REFLECTIONS ON FILM CULTURE

DAILY | BARBARA, Bowiefest, Utopia, and More

Nina Hoss

Christian Petzold’s Barbara has been chosen as the official German entry to be considered for nomination in the Academy Awards’ Best Foreign Language Film category,” reports Martin Blaney for Screen. Barbara begins its North American tour this weekend when it screens at Telluride; then it’s off to Toronto (September 13 and 14), San Francisco, where it screens as part of Berlin & Beyond (September 27 through October 4), and New York (October 1, 6, and 9).

Speaking of New York: “On the occasion of its 10th anniversary, To Save and Project, MoMA’s international film preservation festival, welcomes J. Hoberman as co-curator.”

And James Bond No. 1: Sean Connery’s 007, celebrating 50 years of Bond movies, opens today at the IFC Center and runs through September 6. Stuart Weinstock has an overview at Cinespect. MoMA’s 50 Years of James Bond series runs from October 5, Global James Bond Day, through the 31st.

San Francisco. September brings twelve festivals to the Bay Area, and Brian Darr‘s got an extensive preview.

Toronto. Via Andrew Mack at Twitch, the first ten titles lined up for Toronto After Dark (October 18 through 26).

London. Bowiefest, “the UK’s first film festival dedicated to the work on screen of legend David Bowie,” opens today and run through Sunday at the ICA. “Unlike Madonna, Prince or Eminem, Bowie was an actor almost from the moment he began performing,” notes Ryan Gilbey in the Guardian. Both his and Jessica Lenten‘s survey of Bowie’s onscreen career at Real|Reel are laced with clips. Meantime, as Dave Itzkoff reports in the New York Times, Bowie himself want to make it clear that he is not a co-curator of the Victoria and Albert Museum’s David Bowie Exhibition slated for next year.

Vienna. “For the third time, following similarly exhaustive projects in 2004 and 2008, the Austrian Film Museum launches the new season with an immodest attempt to measure ‘the entirety of cinema’—an introduction to the medium, or an invitation to revisit it under different circumstances than those established by the usual rankings of ‘the greatest films of all time.’ 100 works dating from the years 1896 to 2011 will portray a form of expression that nominally belongs to the general cultural tradition, but whose scope and breadth of influence in shaping contemporary consciousness still leaves much to be explored.” The Utopia of Film: Life and Cinema: 100 Proposals opens today and runs through October 17.

Art & Text

Melbourne. The symposium Impresario: Paul Taylor | Art & Text | POPISM happens at Monash University tomorrow, and Adrian Martin profiles the influential critic, curator, and founding editor and publisher of the internationally renowned art journal Art & Text, who died in 1992, for the Age.

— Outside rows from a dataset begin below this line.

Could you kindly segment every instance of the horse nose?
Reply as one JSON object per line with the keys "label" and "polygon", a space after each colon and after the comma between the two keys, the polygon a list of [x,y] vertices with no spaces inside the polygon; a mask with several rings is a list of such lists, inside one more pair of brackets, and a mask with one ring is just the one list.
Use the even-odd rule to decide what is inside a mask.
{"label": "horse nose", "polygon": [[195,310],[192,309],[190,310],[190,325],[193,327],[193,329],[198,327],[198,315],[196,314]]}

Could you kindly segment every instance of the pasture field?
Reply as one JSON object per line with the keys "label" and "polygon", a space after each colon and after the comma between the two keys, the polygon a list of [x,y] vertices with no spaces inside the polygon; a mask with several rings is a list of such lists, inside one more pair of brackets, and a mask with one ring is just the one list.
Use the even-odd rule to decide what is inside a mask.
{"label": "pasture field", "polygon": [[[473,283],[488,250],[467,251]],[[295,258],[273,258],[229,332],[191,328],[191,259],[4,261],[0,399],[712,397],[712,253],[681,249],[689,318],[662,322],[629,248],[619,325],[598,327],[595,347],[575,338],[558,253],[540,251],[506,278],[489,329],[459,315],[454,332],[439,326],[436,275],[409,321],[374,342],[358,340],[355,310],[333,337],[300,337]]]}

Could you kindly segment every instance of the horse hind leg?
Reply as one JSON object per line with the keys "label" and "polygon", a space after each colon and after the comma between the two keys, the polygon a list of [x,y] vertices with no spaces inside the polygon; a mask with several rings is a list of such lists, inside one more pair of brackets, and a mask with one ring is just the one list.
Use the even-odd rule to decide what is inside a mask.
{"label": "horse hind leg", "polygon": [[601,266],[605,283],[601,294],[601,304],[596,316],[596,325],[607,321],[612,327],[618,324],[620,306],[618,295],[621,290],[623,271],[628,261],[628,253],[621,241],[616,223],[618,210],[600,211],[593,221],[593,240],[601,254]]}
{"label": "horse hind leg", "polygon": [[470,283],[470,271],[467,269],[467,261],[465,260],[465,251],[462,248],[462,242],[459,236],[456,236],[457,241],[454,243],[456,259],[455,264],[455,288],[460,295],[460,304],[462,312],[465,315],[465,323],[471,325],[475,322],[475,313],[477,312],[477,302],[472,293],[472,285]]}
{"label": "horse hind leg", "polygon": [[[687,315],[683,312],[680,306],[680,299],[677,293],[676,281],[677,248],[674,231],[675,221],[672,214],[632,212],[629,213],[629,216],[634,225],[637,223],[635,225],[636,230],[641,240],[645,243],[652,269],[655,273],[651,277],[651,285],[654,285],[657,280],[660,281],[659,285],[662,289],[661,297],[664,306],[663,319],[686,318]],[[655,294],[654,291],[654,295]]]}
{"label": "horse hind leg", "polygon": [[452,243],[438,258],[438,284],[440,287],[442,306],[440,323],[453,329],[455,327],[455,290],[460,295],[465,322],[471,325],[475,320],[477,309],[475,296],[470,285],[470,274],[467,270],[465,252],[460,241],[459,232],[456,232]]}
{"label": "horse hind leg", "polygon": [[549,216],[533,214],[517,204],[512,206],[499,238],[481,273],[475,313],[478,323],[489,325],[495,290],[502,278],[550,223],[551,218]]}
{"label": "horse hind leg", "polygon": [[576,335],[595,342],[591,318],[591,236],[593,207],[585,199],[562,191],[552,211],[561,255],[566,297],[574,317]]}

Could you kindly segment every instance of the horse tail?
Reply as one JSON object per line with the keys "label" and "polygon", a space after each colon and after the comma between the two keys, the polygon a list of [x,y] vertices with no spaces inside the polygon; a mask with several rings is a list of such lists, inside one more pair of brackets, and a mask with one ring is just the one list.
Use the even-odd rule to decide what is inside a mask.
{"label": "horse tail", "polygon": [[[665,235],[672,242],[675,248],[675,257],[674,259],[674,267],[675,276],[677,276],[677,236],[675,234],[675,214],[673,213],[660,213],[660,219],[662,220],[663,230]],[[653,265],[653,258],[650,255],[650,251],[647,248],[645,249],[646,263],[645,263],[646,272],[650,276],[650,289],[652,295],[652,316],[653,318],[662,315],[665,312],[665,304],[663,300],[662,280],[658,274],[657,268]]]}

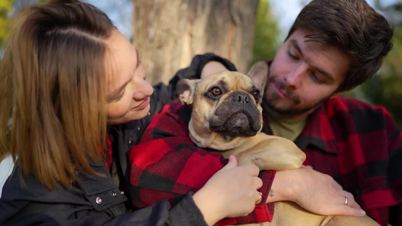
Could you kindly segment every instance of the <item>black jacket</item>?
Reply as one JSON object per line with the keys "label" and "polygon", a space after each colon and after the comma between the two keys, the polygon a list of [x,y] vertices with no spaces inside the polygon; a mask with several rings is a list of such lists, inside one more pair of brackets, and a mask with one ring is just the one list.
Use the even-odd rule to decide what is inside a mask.
{"label": "black jacket", "polygon": [[177,82],[199,78],[204,65],[211,60],[236,70],[230,62],[212,53],[196,56],[190,66],[179,71],[168,86],[155,86],[150,115],[110,128],[113,140],[113,177],[104,163],[94,163],[94,170],[105,177],[80,175],[80,181],[71,187],[61,187],[51,191],[34,177],[22,173],[10,156],[3,160],[0,162],[0,225],[205,225],[192,194],[173,208],[163,201],[130,212],[131,202],[122,190],[124,183],[120,182],[126,175],[127,151],[138,143],[152,116],[176,97]]}

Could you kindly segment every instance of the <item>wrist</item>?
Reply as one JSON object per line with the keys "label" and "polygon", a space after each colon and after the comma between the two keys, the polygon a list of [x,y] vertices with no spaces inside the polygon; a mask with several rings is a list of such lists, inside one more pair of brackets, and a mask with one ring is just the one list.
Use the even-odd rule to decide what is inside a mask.
{"label": "wrist", "polygon": [[288,171],[277,171],[271,186],[267,203],[282,201],[294,201],[296,189]]}
{"label": "wrist", "polygon": [[216,200],[211,200],[213,195],[210,193],[204,193],[203,191],[203,189],[201,189],[196,192],[193,195],[193,199],[195,205],[202,214],[208,226],[213,225],[219,220],[226,218],[227,214],[222,210],[219,210],[217,204],[220,203],[216,201]]}

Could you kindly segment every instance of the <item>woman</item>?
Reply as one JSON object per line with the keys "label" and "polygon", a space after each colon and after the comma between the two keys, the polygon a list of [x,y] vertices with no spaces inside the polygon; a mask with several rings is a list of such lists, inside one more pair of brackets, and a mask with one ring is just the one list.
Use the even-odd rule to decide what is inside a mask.
{"label": "woman", "polygon": [[78,0],[32,6],[14,21],[0,65],[0,224],[211,225],[261,201],[258,168],[232,157],[174,207],[128,212],[110,173],[108,125],[149,111],[153,89],[137,51]]}

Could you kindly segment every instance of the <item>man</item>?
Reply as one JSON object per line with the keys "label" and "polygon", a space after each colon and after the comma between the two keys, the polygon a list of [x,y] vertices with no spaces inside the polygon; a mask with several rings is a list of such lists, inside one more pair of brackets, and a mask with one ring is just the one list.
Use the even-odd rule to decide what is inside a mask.
{"label": "man", "polygon": [[[303,8],[268,62],[263,131],[294,141],[314,169],[262,171],[259,191],[266,201],[247,217],[222,223],[270,221],[273,206],[265,203],[290,200],[322,214],[359,216],[361,206],[381,225],[402,225],[402,135],[383,108],[338,97],[378,70],[392,34],[364,0],[315,0]],[[187,76],[235,70],[219,62],[226,62],[192,64]],[[135,205],[164,198],[174,203],[224,165],[219,154],[191,142],[190,112],[177,102],[165,106],[130,150]]]}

Reading. Ted Fendt‘s translated “From Epic to Entr’acte,” a piece by Jean-André Fieschi for the October 1963 issue of Cahiers du cinéma.

“Brownish-gray ribbons of steel slice through every frame of RR,” writes Jeff Reichert in Reverse Shot. James Benning, “who can locate wonder nearly anywhere he points his camera, surely finds the unthinking, utilitarian gray of the rails an affront, the trace remnants of an industrial revolution that birthed a superpower and whole host of global ills right along with it. Sunset to sundown, east to midwest to west, north to south, RR always brings us back to that gray.”

DVD/Blu-ray. Criterion’s posted Michael Chaiken‘s survey of films by Norman Mailer.

In the works. It’s not yet a sure thing, but as Margaret Lyons reports at Vulture, Richard Linklater, Ethan Hawke, and Julie Delpy are a few steps closer to a followup to Before Sunrise and Before Sunset.